My posts this week will be devoted to
one of my favorite subject, sex. (Love I know less about, but I'll throw in a nice love-post too, later in the week.)
To those of you thinking, "And this differs from her usual sex-steeped stuff how?", might I remind you to behave? Don't make me handcuff you. (Well …. wait a minute …. )
Today's trip to Sexyville is entitled, "It's Mambo Time."
I was talking to a friend recently, and she made a comment that she and her husband lately had been doing the “horizontal mambo” more often than usual.
Although I enjoy nothing more than friends and family regaling me with tales of their coital escapades (i.e., eeeewww), I must admit, I did find the phrase amusing. (I’m hoping, though, that no congratulations are in order, as I’m unclear on the etiquette involved.)
It got me to thinking, Does everyone have a name for sex? Do you?
I don’t, not really (unless “Woo Hoo!” counts). If I’m fortunate enough to (A) have found a suitable partner (intelligent, sexy, amusing, some soul-matey potential), and (B) be enjoying non-vertical activities with said-person, I’m too busy grinning like an idiot to be thinking of cutesy names for what we’re doing and the parts being employed to do it.
In couplehood, especially, it seems to be a thing to give dippy names to stuff - each other, each other’s body parts, the act itself. Never having shared my life with a “namer,” this is, um, virgin territory to me. I have a pronounced snark-reflex (it’s hell at weddings and funerals), so I know I’d snicker if ever Stevie Soulmate began calling me “puppy-toes” or “llama-legs” or what-have you.
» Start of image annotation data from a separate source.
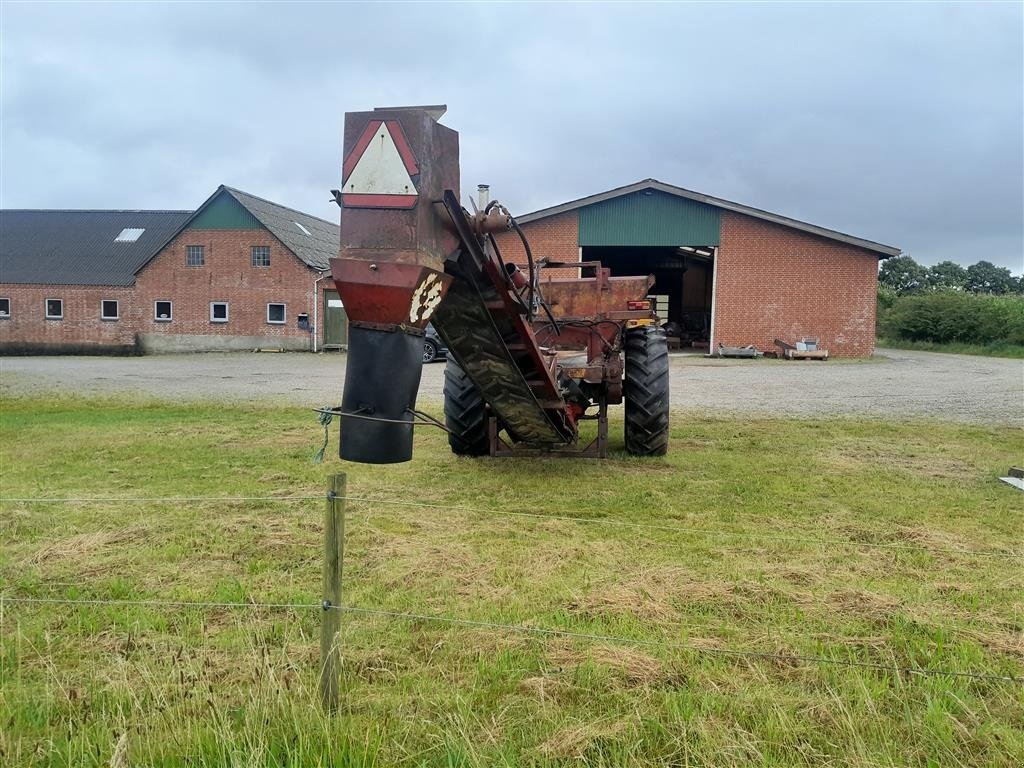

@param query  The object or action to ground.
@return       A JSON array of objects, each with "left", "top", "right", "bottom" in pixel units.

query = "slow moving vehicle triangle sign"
[{"left": 341, "top": 120, "right": 420, "bottom": 208}]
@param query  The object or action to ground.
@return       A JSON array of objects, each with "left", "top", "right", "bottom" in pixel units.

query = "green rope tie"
[{"left": 313, "top": 406, "right": 334, "bottom": 464}]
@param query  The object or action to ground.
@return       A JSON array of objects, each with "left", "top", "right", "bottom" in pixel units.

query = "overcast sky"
[{"left": 0, "top": 0, "right": 1024, "bottom": 273}]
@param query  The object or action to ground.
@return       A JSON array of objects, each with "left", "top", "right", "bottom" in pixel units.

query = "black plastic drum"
[{"left": 340, "top": 326, "right": 423, "bottom": 464}]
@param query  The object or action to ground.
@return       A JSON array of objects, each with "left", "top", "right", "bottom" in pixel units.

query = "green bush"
[{"left": 879, "top": 292, "right": 1024, "bottom": 345}]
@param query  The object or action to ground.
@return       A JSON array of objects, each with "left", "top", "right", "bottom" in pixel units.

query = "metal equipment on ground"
[{"left": 323, "top": 106, "right": 669, "bottom": 464}]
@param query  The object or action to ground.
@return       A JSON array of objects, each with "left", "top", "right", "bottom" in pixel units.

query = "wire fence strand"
[
  {"left": 0, "top": 595, "right": 1024, "bottom": 683},
  {"left": 0, "top": 495, "right": 1024, "bottom": 560}
]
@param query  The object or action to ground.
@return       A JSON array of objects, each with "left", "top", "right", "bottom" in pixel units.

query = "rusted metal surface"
[
  {"left": 339, "top": 108, "right": 459, "bottom": 271},
  {"left": 433, "top": 191, "right": 575, "bottom": 445},
  {"left": 331, "top": 102, "right": 653, "bottom": 463},
  {"left": 331, "top": 259, "right": 452, "bottom": 330},
  {"left": 541, "top": 262, "right": 654, "bottom": 319}
]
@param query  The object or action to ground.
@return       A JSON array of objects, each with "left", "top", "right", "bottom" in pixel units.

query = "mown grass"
[
  {"left": 878, "top": 339, "right": 1024, "bottom": 359},
  {"left": 0, "top": 397, "right": 1024, "bottom": 766}
]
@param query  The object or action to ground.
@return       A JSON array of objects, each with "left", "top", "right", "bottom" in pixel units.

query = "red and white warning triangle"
[{"left": 341, "top": 120, "right": 420, "bottom": 208}]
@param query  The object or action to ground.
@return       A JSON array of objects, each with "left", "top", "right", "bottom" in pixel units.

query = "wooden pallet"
[{"left": 785, "top": 349, "right": 828, "bottom": 360}]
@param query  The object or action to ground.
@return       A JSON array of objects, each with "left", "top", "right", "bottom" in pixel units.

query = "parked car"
[{"left": 423, "top": 323, "right": 447, "bottom": 362}]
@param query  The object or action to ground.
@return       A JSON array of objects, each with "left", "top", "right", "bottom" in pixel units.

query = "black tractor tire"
[
  {"left": 423, "top": 339, "right": 437, "bottom": 362},
  {"left": 623, "top": 326, "right": 669, "bottom": 456},
  {"left": 444, "top": 356, "right": 490, "bottom": 456}
]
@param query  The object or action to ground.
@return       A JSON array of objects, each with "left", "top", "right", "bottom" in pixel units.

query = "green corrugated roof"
[
  {"left": 580, "top": 189, "right": 722, "bottom": 246},
  {"left": 188, "top": 195, "right": 263, "bottom": 229}
]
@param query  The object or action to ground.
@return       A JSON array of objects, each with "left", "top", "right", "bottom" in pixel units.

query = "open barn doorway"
[{"left": 583, "top": 246, "right": 715, "bottom": 352}]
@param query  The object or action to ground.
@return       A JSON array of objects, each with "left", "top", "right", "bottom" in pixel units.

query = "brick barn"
[
  {"left": 498, "top": 179, "right": 900, "bottom": 357},
  {"left": 0, "top": 186, "right": 346, "bottom": 354}
]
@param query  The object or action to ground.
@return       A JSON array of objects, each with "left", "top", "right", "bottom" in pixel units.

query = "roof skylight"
[{"left": 114, "top": 226, "right": 145, "bottom": 243}]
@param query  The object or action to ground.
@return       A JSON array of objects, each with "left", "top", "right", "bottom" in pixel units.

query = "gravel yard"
[{"left": 0, "top": 349, "right": 1024, "bottom": 426}]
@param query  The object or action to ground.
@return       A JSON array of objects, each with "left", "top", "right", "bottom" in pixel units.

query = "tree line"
[{"left": 879, "top": 256, "right": 1024, "bottom": 296}]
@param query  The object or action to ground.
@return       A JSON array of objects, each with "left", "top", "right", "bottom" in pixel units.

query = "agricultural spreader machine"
[{"left": 323, "top": 106, "right": 669, "bottom": 464}]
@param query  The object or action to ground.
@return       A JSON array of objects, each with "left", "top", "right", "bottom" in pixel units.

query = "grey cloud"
[{"left": 0, "top": 3, "right": 1024, "bottom": 271}]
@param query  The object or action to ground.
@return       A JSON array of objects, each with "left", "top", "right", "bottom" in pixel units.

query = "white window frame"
[
  {"left": 249, "top": 246, "right": 270, "bottom": 269},
  {"left": 266, "top": 301, "right": 288, "bottom": 326},
  {"left": 210, "top": 301, "right": 231, "bottom": 325},
  {"left": 99, "top": 299, "right": 121, "bottom": 321}
]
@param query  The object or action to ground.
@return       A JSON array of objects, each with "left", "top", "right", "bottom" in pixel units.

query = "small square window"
[
  {"left": 252, "top": 246, "right": 270, "bottom": 266},
  {"left": 266, "top": 304, "right": 285, "bottom": 326}
]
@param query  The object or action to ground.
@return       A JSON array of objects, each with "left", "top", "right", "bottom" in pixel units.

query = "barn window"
[
  {"left": 252, "top": 246, "right": 270, "bottom": 266},
  {"left": 266, "top": 304, "right": 285, "bottom": 326}
]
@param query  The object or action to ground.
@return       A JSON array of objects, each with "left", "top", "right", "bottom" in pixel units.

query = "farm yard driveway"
[{"left": 0, "top": 349, "right": 1024, "bottom": 426}]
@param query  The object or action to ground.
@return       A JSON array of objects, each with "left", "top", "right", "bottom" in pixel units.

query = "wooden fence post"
[{"left": 321, "top": 472, "right": 345, "bottom": 712}]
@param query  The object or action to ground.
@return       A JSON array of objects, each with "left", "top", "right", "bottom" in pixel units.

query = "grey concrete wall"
[{"left": 138, "top": 334, "right": 311, "bottom": 354}]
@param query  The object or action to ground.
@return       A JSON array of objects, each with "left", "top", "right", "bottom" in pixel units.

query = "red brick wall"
[
  {"left": 715, "top": 212, "right": 879, "bottom": 357},
  {"left": 495, "top": 211, "right": 580, "bottom": 278},
  {"left": 0, "top": 284, "right": 135, "bottom": 354},
  {"left": 135, "top": 229, "right": 317, "bottom": 349}
]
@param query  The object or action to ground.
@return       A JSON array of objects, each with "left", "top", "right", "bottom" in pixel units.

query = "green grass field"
[
  {"left": 878, "top": 339, "right": 1024, "bottom": 359},
  {"left": 0, "top": 397, "right": 1024, "bottom": 768}
]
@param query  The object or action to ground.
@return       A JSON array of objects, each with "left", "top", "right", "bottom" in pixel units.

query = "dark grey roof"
[
  {"left": 516, "top": 178, "right": 901, "bottom": 258},
  {"left": 222, "top": 186, "right": 341, "bottom": 270},
  {"left": 0, "top": 209, "right": 191, "bottom": 286}
]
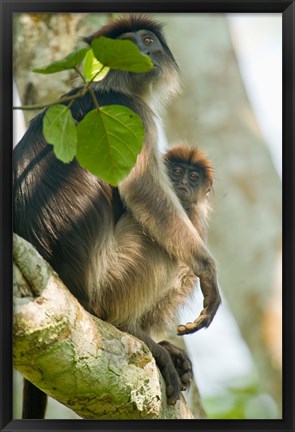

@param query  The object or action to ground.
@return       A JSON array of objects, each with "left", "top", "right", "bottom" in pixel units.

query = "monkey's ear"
[
  {"left": 206, "top": 181, "right": 212, "bottom": 196},
  {"left": 80, "top": 35, "right": 93, "bottom": 45}
]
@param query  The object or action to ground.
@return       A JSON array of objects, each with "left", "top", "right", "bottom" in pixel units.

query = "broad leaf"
[
  {"left": 83, "top": 49, "right": 110, "bottom": 81},
  {"left": 91, "top": 36, "right": 153, "bottom": 72},
  {"left": 77, "top": 105, "right": 144, "bottom": 186},
  {"left": 33, "top": 48, "right": 88, "bottom": 74},
  {"left": 43, "top": 105, "right": 77, "bottom": 162}
]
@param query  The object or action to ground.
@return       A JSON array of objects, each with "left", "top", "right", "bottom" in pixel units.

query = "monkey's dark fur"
[{"left": 13, "top": 15, "right": 220, "bottom": 418}]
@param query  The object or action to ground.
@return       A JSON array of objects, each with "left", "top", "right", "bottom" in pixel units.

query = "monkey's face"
[
  {"left": 88, "top": 14, "right": 180, "bottom": 103},
  {"left": 168, "top": 162, "right": 210, "bottom": 206},
  {"left": 118, "top": 29, "right": 179, "bottom": 102},
  {"left": 118, "top": 29, "right": 165, "bottom": 69}
]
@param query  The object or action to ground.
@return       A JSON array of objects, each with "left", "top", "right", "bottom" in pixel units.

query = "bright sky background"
[{"left": 184, "top": 14, "right": 282, "bottom": 404}]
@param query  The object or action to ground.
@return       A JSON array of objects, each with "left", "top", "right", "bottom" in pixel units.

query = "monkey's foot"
[{"left": 159, "top": 341, "right": 193, "bottom": 391}]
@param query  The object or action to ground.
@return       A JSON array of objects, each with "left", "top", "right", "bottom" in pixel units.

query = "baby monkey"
[
  {"left": 93, "top": 145, "right": 220, "bottom": 405},
  {"left": 164, "top": 145, "right": 220, "bottom": 335}
]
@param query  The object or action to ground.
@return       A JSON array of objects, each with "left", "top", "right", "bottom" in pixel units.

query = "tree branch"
[{"left": 13, "top": 235, "right": 197, "bottom": 419}]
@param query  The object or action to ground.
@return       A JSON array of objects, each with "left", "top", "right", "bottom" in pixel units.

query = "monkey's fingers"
[{"left": 177, "top": 309, "right": 213, "bottom": 336}]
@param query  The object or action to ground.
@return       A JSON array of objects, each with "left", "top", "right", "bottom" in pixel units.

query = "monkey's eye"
[
  {"left": 143, "top": 36, "right": 154, "bottom": 46},
  {"left": 190, "top": 172, "right": 200, "bottom": 181},
  {"left": 173, "top": 168, "right": 182, "bottom": 177}
]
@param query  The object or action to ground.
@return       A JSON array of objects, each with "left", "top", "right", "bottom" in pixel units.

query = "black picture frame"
[{"left": 0, "top": 0, "right": 295, "bottom": 432}]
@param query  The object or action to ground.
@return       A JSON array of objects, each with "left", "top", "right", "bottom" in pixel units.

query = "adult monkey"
[{"left": 14, "top": 15, "right": 220, "bottom": 418}]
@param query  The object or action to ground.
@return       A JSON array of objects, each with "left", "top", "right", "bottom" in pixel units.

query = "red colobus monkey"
[{"left": 13, "top": 15, "right": 220, "bottom": 418}]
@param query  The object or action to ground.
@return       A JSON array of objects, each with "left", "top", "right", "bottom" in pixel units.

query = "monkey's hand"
[{"left": 177, "top": 280, "right": 221, "bottom": 336}]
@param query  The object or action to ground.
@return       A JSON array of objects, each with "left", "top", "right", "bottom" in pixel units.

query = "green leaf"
[
  {"left": 43, "top": 105, "right": 77, "bottom": 162},
  {"left": 33, "top": 48, "right": 88, "bottom": 74},
  {"left": 77, "top": 105, "right": 144, "bottom": 186},
  {"left": 83, "top": 49, "right": 110, "bottom": 81},
  {"left": 91, "top": 36, "right": 153, "bottom": 72}
]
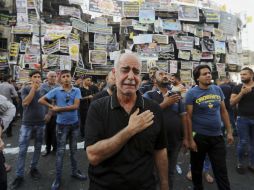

I’ve never really called The Act anything out of the ordinary - usually, “Wanna have sex?” pretty much covers it. In the 70’s, “Doin’ It” was the phrase; I’m not sure what they called sex in the 80’s, as I was married by then, i.e., The Great Doin’ It Drought of ’84-’89. By the mid-90’s I was divorced, but then had a long, ill-fated relationship, i.e., The Great Doin’ It Drought of ’97-’01.
I always thought the British phrase shagging sounded like fun. Sure beats humping, shtuping, porking, friggin’ and boinkin’ all to hell. (Sounds like a law firm - “Shtuping Humping and Boinkin. How may I direct your call?”)
To me, the really, um, sticky-wicket, the big kahuna of let’s-do-it phrases is Making Love. It’s just so serious, so daunting, so romance-novel-y. To some women, being told, “I want to make love to you” can elicit anything from giggles to cringing. It’s kind of a big matzo-ball to throw out there if you don’t know what you’re doing. I will admit that it does depend on the man who’s saying it - it’s like being bald - some men can carry it off and some can’t. Better to leave the making-love stuff to men like Prince Charles, Daniel Craig and short, kinky, musical Prince.
Also, I have never put a name to anyone’s genitalia. Well, once. I was young and under the influence of a guy named Jack. Daniels. And we broke up a long time ago. (No, I don’t remember the name. Again, behave! Don’t make me turn this blog around.)
So, tribe, as long as we can keep this semi-classy, let me have it - call me Sen. Joe McCarthy, because I want you to name names!
Don’t be shy. Don’t be gross or disgusting, either, but lay it on me. Remember, the stupid-er, the funnier!
Come on, baby, let’s do it! I'll respect you in the morning, I promise.